Today, contributions of farming are economically negligible and the overall share of employment is 10 per cent or less in most developed countries.
Each time a major breakthrough happened, many people were worried about loss of livelihoods and some protested — often quite violently. And yet, I don’t see people demanding return to physical labour in the fields, after machines displaced entire societies from these jobs.
That’s why I don’t think there’s a major risk that the dawn of mass adoption of AI in modern workplaces should not change this pattern, and it’s far more likely that it is going to make our jobs easier instead of making us redundant.

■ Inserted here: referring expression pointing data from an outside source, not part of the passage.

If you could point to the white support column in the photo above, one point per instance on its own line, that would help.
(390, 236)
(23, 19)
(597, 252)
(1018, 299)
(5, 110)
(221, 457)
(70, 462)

But we have to adapt to it — as Microsoft’s annual “Work Trend Index” report, released last month, indicates.
More is more
The report, which is based on a survey of 31,000 people across 31 markets worldwide, coupled with internal analysis of trillions of Microsoft 365 productivity signals, along with labour trends from the LinkedIn Economic Graph, suggests that extracting more value out of the workforce trumps staffing reductions as an expectation for artificial intelligence.
Not only is productivity mentioned by twice as many respondents but every subsequent response was somehow related to improving standards in the workplace, either by making it more efficient or increasing employee well-being.
Of course, a sceptical observer will point out that this could be explained by two things:
- Human respondents are keenly aware that no office job is safe and so they are more likely to emphasise the positive impact AI can have on human efficiency rather than complete replacement of people (which could one day mean themselves).
- In its current state, AI solutions that can be used in most office environments are not advanced enough to provide perfect answers or to create any desired outcome without human help.
However, even if AI will one day become so sophisticated as to be able to do everything humans do at least as well as us (and often better), the question remains — what for?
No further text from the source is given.